具体来说,PAX 扩展以特殊的文件形式存在。例如要记录一个名字很长的文件 'X'*101,实际上 Tar 中记录了两个文件:

  1. PaxHeader:特殊的 PAX 文件,不对应实际的文件
  2. 'X'*100:文件名被截断,其他不变

这个 PaxHeader 在解压的时候,不会生成实际的文件。它的内容是一些键值对,例如:

123 path=XXXXXXXXXXXXXXXXX...

格式是:length key=value\n,然后可以有多个这样的键值对。这样就可以解决 posix_header 里名字长度限制的问题:只要在 PaxHeader 文件里,保存一个 key 为 path,value 为实际名字的信息。那么 tar 在看到 PaxHeader 的时候,记录下来,再遇到下一个文件的时候,就知道要用 PaxHeader 中的 path,而不是保存在 posix_header 中的 name[100]
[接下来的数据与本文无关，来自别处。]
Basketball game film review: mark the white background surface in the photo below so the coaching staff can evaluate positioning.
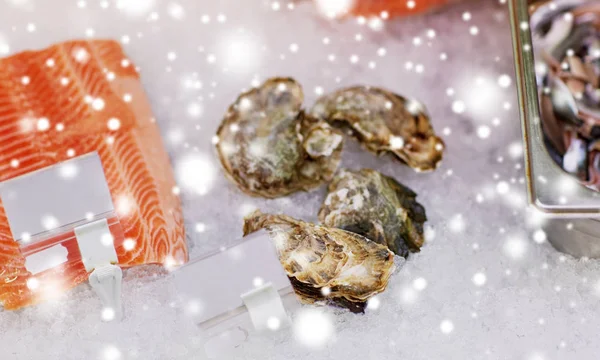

类似地,PaxHeader 还可以存很多其他 posix_header 中没有的信息,例如 atimectimeuid 等等。完整列表可以参考 Extended header keywords

Bard

Bard 讲解 Tar 格式:

A tar file is an archive file format that is used to store a collection of files in a single file. The tar format is a standard format on Unix-like operating systems and is also supported by many other operating systems.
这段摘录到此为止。